Shawna (Mrs.KillerB):
55:26
No, last question Okay, all right.
Brian (Mr.KillerB):
55:29
Last question. All right, drum roll. I mean. I hope it's a really good question, but now the pressure's on, but I'm going to approach it furiously. All right For someone anybody that's watching or listening to the podcast later who knows fears like right now, like their fears of the door. It's holding them back and they're acknowledging that, they're realizing that. What's one small step that you would tell them to take to help them start moving forward tomorrow or today?
Rhonda Britten:
55:57
Well, first of all, go and get that course, because that's going to help them right away.
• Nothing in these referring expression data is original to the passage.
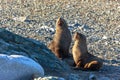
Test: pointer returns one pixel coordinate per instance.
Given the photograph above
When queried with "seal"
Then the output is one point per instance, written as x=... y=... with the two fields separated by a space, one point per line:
x=61 y=40
x=82 y=58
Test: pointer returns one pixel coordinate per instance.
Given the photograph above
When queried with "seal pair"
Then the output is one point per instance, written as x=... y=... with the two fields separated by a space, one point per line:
x=61 y=43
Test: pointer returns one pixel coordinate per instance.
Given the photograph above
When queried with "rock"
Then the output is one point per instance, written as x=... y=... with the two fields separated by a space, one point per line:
x=17 y=67
x=49 y=78
x=92 y=77
x=14 y=44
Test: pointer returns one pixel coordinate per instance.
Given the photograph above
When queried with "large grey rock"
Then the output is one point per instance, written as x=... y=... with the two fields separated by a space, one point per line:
x=49 y=78
x=14 y=44
x=17 y=67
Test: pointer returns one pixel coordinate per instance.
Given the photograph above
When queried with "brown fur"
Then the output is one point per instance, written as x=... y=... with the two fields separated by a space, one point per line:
x=62 y=39
x=84 y=60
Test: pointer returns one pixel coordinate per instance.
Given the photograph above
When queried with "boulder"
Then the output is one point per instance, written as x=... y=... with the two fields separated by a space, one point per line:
x=13 y=44
x=17 y=67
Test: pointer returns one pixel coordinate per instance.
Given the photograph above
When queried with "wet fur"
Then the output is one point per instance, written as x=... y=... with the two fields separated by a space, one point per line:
x=62 y=40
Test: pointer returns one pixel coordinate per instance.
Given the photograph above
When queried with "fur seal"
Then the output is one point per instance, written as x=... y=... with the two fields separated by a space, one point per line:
x=82 y=58
x=61 y=40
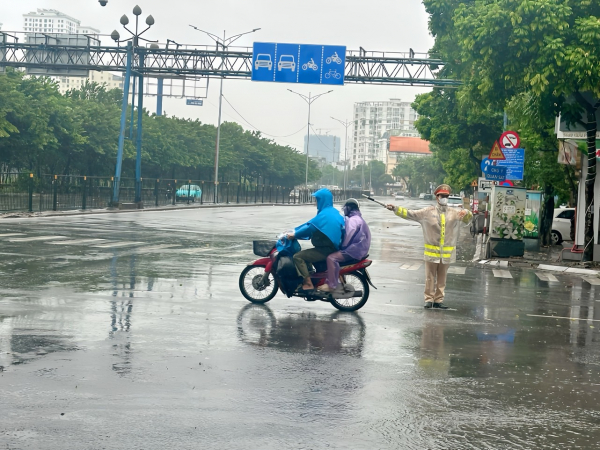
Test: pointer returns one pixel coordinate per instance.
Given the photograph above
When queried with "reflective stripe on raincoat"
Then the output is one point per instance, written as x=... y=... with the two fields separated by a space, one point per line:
x=441 y=227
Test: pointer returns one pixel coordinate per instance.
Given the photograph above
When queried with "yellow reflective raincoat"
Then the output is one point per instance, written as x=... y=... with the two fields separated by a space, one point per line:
x=441 y=226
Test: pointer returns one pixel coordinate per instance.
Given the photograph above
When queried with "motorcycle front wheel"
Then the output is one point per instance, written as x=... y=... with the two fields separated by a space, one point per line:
x=252 y=287
x=359 y=282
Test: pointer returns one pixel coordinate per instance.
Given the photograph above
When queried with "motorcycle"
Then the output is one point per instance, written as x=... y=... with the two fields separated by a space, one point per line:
x=310 y=65
x=334 y=74
x=335 y=58
x=274 y=271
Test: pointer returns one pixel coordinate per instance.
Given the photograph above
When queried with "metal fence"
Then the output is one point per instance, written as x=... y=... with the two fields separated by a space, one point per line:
x=22 y=192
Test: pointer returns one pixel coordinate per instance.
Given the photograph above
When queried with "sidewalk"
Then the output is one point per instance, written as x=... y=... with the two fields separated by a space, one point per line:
x=537 y=257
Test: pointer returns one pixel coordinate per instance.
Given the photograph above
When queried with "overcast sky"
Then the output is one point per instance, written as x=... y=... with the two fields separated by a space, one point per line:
x=383 y=25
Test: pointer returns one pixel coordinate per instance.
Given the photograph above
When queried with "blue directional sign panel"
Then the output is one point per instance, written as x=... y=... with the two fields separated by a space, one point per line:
x=496 y=173
x=298 y=63
x=514 y=163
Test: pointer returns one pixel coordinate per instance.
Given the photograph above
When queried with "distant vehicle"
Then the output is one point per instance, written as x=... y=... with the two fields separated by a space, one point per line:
x=561 y=225
x=286 y=62
x=454 y=201
x=263 y=60
x=193 y=190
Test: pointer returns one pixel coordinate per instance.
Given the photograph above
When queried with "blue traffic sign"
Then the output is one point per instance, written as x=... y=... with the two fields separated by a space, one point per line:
x=298 y=63
x=496 y=173
x=514 y=163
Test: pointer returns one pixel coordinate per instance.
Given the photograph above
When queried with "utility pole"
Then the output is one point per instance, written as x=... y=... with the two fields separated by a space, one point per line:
x=309 y=100
x=224 y=42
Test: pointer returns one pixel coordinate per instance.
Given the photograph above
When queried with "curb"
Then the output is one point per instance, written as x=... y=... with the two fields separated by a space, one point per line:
x=565 y=269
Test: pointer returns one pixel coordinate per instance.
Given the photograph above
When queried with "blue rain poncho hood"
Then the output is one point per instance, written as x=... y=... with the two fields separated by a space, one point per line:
x=328 y=220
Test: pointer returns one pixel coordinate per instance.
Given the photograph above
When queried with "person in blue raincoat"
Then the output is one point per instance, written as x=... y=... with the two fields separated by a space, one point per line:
x=325 y=231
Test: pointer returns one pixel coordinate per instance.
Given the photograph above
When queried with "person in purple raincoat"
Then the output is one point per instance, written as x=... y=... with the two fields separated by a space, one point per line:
x=355 y=246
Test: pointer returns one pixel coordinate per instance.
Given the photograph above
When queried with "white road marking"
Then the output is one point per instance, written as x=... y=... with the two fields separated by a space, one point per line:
x=117 y=244
x=76 y=242
x=546 y=276
x=36 y=238
x=498 y=273
x=409 y=266
x=563 y=317
x=594 y=281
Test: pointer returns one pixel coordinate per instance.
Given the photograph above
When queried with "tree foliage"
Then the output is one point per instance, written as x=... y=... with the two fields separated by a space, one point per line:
x=519 y=53
x=77 y=134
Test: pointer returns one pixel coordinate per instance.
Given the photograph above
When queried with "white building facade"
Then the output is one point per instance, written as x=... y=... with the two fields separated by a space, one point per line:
x=53 y=21
x=372 y=121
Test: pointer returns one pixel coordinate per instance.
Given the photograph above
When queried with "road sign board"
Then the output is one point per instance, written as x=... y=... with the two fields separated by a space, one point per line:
x=510 y=139
x=298 y=63
x=496 y=152
x=486 y=185
x=514 y=163
x=496 y=173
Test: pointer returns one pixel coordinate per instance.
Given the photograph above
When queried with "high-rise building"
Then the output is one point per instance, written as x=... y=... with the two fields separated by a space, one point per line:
x=324 y=146
x=372 y=121
x=55 y=22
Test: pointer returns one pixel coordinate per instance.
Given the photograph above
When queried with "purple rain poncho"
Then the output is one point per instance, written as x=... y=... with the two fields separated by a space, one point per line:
x=357 y=241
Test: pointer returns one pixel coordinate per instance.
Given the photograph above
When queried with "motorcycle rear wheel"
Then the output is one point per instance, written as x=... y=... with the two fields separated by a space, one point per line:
x=359 y=282
x=252 y=290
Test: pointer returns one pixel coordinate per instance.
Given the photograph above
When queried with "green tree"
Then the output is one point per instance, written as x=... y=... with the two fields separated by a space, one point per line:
x=502 y=48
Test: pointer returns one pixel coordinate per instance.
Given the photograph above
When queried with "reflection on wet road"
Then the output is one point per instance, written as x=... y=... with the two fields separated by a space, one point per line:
x=132 y=325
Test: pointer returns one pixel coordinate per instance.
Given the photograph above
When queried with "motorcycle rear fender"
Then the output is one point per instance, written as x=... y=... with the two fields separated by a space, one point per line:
x=368 y=277
x=266 y=262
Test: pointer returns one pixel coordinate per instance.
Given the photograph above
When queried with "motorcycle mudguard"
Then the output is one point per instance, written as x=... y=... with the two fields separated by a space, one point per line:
x=368 y=277
x=266 y=262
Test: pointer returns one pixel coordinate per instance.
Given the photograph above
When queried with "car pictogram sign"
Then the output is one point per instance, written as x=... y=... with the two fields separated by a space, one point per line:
x=496 y=153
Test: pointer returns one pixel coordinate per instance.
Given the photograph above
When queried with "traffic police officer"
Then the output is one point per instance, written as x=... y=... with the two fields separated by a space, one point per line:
x=441 y=226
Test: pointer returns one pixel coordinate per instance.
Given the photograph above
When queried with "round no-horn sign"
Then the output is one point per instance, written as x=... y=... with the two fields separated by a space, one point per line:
x=510 y=139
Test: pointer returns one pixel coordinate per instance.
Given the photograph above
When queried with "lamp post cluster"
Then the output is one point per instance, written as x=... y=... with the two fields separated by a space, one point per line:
x=132 y=43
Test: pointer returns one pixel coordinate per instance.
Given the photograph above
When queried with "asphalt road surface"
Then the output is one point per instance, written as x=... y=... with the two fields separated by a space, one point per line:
x=128 y=331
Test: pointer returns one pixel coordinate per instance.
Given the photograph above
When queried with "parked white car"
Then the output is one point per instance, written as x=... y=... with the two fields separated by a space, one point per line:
x=561 y=225
x=454 y=201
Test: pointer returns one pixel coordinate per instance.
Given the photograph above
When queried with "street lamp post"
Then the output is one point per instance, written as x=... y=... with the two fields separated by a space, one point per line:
x=224 y=42
x=133 y=46
x=346 y=124
x=309 y=100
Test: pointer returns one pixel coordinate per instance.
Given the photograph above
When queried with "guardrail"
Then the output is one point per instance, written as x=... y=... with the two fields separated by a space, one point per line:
x=25 y=192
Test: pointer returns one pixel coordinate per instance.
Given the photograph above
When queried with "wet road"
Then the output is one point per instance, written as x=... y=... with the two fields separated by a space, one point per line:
x=128 y=331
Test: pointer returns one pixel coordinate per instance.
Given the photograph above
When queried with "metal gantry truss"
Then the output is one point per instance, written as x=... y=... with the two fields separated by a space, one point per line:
x=362 y=67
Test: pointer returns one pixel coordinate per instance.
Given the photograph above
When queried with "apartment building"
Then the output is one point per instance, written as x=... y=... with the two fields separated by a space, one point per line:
x=52 y=21
x=373 y=122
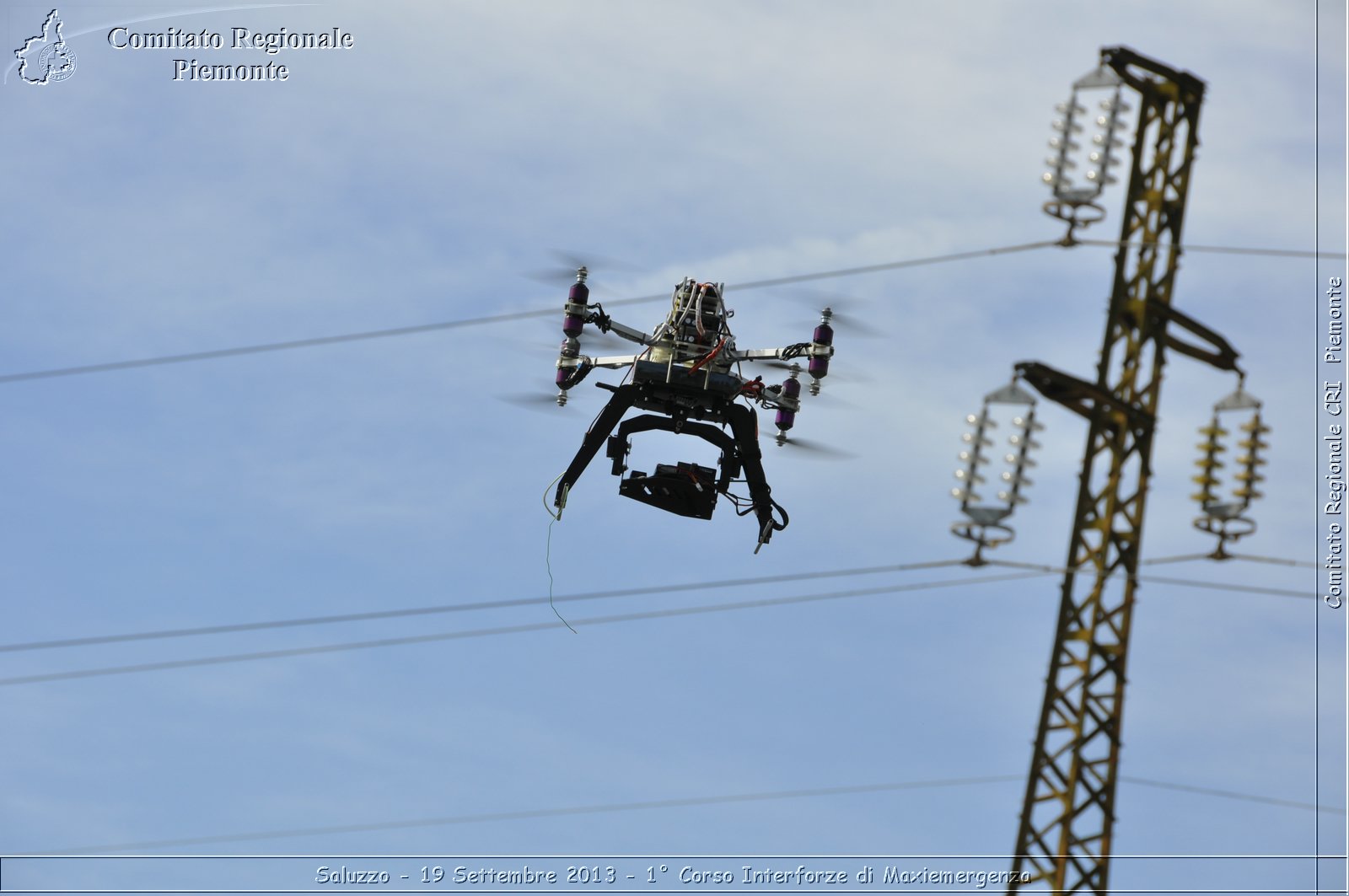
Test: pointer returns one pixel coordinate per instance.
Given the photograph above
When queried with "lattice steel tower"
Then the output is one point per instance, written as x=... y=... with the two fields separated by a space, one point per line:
x=1063 y=842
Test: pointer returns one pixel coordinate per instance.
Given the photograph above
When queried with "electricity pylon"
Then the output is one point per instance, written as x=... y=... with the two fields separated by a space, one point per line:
x=1063 y=842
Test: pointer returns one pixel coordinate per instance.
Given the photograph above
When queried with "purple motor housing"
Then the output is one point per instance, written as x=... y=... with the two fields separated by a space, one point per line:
x=572 y=325
x=820 y=368
x=787 y=419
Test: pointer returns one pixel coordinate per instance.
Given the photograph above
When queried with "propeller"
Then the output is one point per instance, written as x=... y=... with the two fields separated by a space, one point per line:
x=818 y=448
x=564 y=271
x=847 y=321
x=849 y=377
x=532 y=400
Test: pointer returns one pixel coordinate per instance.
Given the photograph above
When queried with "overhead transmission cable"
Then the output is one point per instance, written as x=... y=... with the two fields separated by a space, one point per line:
x=155 y=635
x=544 y=312
x=1216 y=586
x=1029 y=571
x=508 y=629
x=460 y=608
x=690 y=802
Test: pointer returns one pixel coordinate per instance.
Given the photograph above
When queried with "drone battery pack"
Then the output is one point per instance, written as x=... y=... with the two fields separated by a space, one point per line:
x=687 y=490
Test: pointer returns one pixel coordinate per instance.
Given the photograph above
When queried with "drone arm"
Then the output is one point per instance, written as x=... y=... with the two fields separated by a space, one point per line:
x=595 y=436
x=611 y=362
x=745 y=428
x=760 y=354
x=629 y=334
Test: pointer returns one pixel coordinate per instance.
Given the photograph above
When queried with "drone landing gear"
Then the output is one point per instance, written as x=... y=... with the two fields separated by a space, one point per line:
x=687 y=490
x=683 y=489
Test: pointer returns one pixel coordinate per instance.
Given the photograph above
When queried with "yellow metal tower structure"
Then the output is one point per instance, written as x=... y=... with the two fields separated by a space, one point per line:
x=1063 y=842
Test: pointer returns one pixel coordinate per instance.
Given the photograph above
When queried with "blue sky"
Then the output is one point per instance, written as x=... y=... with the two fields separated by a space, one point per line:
x=416 y=179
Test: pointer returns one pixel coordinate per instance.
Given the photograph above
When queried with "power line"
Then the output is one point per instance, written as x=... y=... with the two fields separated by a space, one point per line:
x=476 y=321
x=1282 y=561
x=642 y=806
x=492 y=632
x=1034 y=570
x=587 y=595
x=1233 y=795
x=460 y=608
x=1225 y=249
x=1186 y=583
x=512 y=316
x=536 y=813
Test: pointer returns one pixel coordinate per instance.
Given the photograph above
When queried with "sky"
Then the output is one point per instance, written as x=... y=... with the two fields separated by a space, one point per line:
x=422 y=175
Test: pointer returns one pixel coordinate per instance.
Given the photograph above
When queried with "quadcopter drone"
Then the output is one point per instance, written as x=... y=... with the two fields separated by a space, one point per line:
x=685 y=374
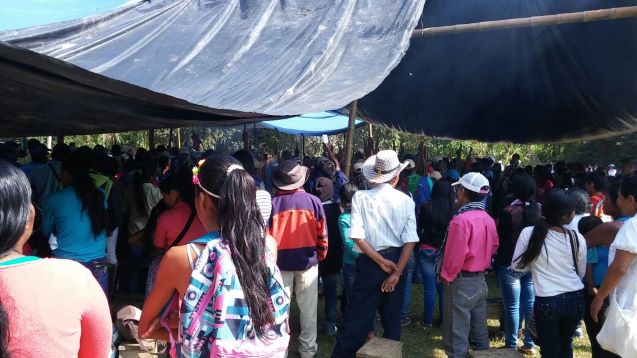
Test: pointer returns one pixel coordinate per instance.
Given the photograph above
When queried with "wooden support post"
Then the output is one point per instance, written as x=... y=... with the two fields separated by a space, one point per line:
x=349 y=143
x=533 y=21
x=151 y=139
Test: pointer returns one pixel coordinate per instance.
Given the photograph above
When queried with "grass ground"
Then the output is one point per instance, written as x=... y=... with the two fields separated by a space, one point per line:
x=417 y=342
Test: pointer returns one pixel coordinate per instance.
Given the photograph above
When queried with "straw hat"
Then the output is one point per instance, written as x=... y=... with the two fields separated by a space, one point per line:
x=382 y=167
x=290 y=175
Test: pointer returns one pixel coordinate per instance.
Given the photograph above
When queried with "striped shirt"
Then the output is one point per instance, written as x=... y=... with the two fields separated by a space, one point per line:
x=299 y=226
x=384 y=217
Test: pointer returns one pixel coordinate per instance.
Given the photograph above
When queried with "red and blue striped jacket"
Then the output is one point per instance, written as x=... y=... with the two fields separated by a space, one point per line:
x=299 y=227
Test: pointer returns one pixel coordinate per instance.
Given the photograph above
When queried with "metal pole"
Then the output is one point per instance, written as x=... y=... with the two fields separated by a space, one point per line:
x=349 y=144
x=557 y=19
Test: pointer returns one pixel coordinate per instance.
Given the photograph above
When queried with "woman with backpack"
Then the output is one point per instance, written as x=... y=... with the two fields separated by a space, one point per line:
x=233 y=301
x=556 y=258
x=178 y=224
x=433 y=219
x=517 y=288
x=76 y=216
x=52 y=308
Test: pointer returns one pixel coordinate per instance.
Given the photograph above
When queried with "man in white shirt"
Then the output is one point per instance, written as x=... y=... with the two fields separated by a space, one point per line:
x=383 y=225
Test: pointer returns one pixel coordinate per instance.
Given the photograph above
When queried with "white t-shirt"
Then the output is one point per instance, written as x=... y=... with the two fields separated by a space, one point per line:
x=626 y=240
x=553 y=274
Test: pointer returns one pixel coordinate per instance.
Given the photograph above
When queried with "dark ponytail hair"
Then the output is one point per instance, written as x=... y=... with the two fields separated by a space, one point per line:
x=524 y=189
x=629 y=187
x=15 y=208
x=180 y=181
x=147 y=168
x=557 y=204
x=346 y=193
x=241 y=224
x=78 y=166
x=4 y=332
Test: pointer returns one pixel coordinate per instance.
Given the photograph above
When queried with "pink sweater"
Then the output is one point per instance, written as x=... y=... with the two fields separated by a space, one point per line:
x=56 y=309
x=472 y=241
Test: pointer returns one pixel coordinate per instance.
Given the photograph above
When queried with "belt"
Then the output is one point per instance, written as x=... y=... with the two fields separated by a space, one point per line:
x=389 y=250
x=470 y=274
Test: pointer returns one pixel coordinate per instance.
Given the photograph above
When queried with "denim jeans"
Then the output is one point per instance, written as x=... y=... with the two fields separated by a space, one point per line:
x=365 y=301
x=427 y=259
x=349 y=272
x=331 y=298
x=556 y=318
x=409 y=273
x=518 y=297
x=99 y=269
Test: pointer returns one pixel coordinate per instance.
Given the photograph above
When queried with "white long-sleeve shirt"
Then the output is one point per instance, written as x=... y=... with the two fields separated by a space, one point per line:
x=553 y=271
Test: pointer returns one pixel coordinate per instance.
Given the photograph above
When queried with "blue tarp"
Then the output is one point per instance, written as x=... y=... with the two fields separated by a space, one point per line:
x=22 y=14
x=313 y=124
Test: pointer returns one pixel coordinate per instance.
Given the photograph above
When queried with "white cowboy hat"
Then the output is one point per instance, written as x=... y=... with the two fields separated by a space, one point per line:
x=383 y=166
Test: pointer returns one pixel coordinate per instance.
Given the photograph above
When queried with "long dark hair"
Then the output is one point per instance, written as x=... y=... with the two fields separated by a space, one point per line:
x=181 y=181
x=15 y=194
x=438 y=212
x=78 y=166
x=241 y=224
x=4 y=332
x=524 y=189
x=557 y=204
x=147 y=168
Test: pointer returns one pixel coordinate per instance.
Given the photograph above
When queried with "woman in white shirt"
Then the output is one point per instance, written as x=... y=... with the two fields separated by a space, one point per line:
x=621 y=277
x=557 y=260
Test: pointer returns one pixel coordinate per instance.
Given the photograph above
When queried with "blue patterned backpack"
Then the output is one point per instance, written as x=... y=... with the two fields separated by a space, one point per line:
x=215 y=320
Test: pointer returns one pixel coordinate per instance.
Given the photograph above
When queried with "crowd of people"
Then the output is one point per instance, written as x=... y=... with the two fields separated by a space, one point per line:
x=219 y=245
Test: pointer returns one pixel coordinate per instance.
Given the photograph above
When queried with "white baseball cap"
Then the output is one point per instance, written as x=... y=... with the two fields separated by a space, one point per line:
x=474 y=182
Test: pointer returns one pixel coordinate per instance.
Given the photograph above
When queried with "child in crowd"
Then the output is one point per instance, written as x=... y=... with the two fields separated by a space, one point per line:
x=349 y=255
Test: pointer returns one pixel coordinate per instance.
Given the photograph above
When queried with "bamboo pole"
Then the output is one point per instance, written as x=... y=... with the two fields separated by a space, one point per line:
x=557 y=19
x=349 y=144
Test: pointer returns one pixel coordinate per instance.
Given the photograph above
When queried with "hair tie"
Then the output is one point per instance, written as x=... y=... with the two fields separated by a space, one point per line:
x=233 y=167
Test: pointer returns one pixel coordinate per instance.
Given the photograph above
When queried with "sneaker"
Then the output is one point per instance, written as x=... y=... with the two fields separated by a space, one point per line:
x=330 y=329
x=527 y=351
x=371 y=335
x=405 y=322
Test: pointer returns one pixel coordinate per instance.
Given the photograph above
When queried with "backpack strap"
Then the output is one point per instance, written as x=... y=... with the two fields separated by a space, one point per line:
x=574 y=243
x=184 y=230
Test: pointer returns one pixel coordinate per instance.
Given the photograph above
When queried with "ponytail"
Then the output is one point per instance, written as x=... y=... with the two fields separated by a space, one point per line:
x=536 y=242
x=557 y=204
x=93 y=201
x=241 y=225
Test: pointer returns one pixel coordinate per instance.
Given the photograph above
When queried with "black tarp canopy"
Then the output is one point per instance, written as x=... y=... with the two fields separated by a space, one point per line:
x=167 y=63
x=237 y=63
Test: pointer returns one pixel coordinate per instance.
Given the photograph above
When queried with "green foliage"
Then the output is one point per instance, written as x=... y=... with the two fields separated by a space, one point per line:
x=268 y=141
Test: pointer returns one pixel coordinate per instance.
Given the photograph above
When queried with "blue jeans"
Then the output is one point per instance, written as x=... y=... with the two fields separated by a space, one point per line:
x=427 y=259
x=518 y=297
x=409 y=272
x=556 y=319
x=99 y=269
x=349 y=272
x=331 y=298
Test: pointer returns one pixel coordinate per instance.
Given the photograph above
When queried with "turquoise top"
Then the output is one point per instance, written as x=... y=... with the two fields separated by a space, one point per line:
x=349 y=255
x=65 y=218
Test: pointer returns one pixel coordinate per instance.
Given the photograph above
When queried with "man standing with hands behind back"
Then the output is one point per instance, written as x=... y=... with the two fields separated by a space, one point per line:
x=470 y=243
x=383 y=226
So that's the first step. The other thing is just to be willing to forgive yourself. Forgive yourself for your past, because that's usually what's keeping the chains in place. What's usually keeping the prison in place is our unwillingness to forgive ourselves, like we should have done it different, we should have done it better. You know, oh, my God, I can't. You know, I should have done it different, different, better, better, et cetera. So we keep on punishing ourselves. So, if you can do one thing today, just one thing today, just look in the mirror. If you're willing and say I'm willing to forgive myself, I am innocent and it's not me, it's just fear, it's not me, this isn't my, this isn't me, this is fear, and I choose to live my fearless life. So I forgive myself for anything. Up until this moment and beyond, I did nothing wrong. It was fear.
Shawna (Mrs.KillerB):
56:51
If you enjoyed this episode don't forget to follow this podcast and leave us a review Again.
Brian (Mr.KillerB):
56:56
Thank you so much, Rhonda oh my pleasure. Join us. This is awesome, this is fun.
Rhonda Britten:
57:02
This is a fearless act for me. By the way, this is a fearless act for me. I was texting Brian going I don't know what I'm doing. I don't know what I'm doing and before we came here I got lost in the metaverse. They had to come and find me. I was like, oh no, no, no, no, so just being here is fearless.
Shawna (Mrs.KillerB):
57:18
Yeah, I came last night.
Rhonda Britten:
57:20
I was at a concert last night. I was like I'm going to.